La barriere et des mouches

The gate, it turns out, is not so easy to paint. I’ve spent now almost a week on it (Well, an hour every morning!) and I’m still a long way to go. Still, I painted the top gold yesterday, to Steve’s disgust. The gold bell was what got him the most. Apparently, he doesn’t do gold bells. Jake liked it, though. And he’s got good taste. He must, because it’s the same as mine.

The bells... the bells!

It’s been a bit overcast these last couple of days, but Jake has busied himself with treasure maps, making ‘Karate-Kid’ style dens in the grange and making an ingenious swing from a log and a piece of cord. He seems to be absolutely loving it. He had a bath yesterday morning (and we found that the bath water comes out in the courtyard…. bizarre!) and went for a mammoth bike ride with Steve, before spending the rest of the afternoon making maps and gyms and assault courses and obstacle courses. He isn’t yet for making friends, though I did see two little lads on bikes this morning who must live in Les Hauts Ecures, but he’s not for going out to socialise. Quel dommage!

Jake, the Moll and the obstacle course

Steve has been ‘crepi-ing’ the barbecue – Crepi is a bit like stucco render and is impossible to get on/make stick, but it looks amazing. I’m impressed!

Crepi - what walls use instead of Touche Eclat

Molly has taken well to La Vie Française, spending her days flat out on the pavement next to the road like a true French dog, or rampaging through the big garden. She absolutely loves the space and she’s very good at coming with us ‘helping’ on whatever job we’re doing. She spent the morning next to me and ma barriere, then came with me whilst I pruned back some of our triffid-like grapevines. I don’t know what the hell is in the water (well, Jake’s bath water!) but the leaves are bigger than any I’ve ever seen round here.

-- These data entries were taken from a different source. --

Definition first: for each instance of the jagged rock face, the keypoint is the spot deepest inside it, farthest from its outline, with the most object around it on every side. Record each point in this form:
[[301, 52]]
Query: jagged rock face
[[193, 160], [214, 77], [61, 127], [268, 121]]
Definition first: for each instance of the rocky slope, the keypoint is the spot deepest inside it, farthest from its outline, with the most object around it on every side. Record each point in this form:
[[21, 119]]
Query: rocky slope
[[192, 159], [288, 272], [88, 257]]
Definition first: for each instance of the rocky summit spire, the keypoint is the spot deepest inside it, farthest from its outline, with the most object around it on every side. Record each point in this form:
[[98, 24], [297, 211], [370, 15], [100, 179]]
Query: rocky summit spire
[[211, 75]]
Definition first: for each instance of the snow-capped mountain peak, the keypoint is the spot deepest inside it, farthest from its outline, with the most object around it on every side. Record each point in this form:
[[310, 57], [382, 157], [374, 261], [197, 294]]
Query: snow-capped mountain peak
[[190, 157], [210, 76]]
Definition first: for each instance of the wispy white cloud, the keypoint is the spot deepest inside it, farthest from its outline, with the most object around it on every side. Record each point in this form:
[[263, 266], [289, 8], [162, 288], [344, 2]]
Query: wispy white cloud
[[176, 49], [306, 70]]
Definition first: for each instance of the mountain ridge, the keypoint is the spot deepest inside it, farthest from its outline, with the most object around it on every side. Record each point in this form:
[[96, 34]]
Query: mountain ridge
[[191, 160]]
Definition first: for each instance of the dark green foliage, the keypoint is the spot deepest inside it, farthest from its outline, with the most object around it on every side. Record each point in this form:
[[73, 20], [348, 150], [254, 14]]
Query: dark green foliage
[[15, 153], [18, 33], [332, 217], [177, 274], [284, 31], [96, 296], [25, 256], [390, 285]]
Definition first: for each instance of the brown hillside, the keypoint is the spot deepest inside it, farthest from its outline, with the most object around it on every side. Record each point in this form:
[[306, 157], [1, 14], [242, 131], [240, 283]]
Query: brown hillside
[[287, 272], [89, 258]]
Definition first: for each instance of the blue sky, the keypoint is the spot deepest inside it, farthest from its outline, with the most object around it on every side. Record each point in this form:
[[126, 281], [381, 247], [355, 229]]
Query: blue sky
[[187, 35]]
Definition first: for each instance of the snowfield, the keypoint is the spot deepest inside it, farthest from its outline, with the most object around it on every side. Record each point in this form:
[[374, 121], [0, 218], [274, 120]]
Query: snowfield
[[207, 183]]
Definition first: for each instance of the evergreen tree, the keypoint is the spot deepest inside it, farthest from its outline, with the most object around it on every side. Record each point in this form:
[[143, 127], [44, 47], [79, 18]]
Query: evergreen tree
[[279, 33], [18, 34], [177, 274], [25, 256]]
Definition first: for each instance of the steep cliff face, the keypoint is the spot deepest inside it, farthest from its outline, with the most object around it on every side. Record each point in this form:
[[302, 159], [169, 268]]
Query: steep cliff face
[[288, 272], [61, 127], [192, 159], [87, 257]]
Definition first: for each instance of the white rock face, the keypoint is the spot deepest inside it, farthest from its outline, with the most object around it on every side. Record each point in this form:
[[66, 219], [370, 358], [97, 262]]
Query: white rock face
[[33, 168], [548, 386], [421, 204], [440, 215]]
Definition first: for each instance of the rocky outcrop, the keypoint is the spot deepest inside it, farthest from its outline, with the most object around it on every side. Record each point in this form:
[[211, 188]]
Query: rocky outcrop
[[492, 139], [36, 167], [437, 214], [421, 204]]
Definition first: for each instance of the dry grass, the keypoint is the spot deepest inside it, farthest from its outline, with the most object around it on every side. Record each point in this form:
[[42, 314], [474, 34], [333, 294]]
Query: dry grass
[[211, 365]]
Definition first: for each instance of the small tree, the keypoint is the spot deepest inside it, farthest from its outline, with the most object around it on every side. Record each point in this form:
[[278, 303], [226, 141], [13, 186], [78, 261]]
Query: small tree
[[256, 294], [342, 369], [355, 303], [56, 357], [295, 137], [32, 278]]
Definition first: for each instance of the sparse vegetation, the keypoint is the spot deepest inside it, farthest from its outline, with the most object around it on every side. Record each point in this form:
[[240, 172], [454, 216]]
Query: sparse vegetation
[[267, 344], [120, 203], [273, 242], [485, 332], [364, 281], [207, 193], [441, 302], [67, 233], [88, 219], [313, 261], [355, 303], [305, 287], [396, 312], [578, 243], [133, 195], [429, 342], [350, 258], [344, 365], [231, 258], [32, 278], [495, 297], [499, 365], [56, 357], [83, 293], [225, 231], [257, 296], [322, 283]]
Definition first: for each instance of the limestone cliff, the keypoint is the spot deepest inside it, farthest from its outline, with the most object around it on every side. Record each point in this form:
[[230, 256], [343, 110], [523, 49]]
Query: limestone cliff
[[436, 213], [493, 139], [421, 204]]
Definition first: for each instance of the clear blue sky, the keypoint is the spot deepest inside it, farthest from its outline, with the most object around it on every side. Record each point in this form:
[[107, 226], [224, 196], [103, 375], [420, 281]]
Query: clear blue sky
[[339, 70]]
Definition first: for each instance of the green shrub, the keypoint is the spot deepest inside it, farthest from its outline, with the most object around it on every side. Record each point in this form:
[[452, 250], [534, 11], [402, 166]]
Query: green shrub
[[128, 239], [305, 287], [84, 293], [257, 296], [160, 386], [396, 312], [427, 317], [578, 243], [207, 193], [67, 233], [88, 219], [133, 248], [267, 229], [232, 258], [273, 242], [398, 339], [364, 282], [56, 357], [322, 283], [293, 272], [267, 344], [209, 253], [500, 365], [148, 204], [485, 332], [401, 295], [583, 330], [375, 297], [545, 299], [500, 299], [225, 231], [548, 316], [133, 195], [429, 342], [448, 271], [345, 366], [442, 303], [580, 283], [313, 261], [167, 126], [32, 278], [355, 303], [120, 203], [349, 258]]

Basil has got the measure of Molly though. She had a run up to the house, giddy as you like, from the garden, about 20 metres, and then rampaged into the house. Basil watched her approach, yawned, stretched, stood up, arched his back, puffed himself up to full Basil size and hissed. She skidded to a dead stop and turned tail very sheepishly, as if she’d been caught running naked through church by the bishop.

And me? I’ve been bitten to death (Jake has a bite on his nose and his arm. Steve has none. Typical) am filthy, smelly, sweaty, cut and bruised, covered in black and gold paint, but very happy. I’ve ruined three pairs of trousers and a pair of trainers, but all in a good cause!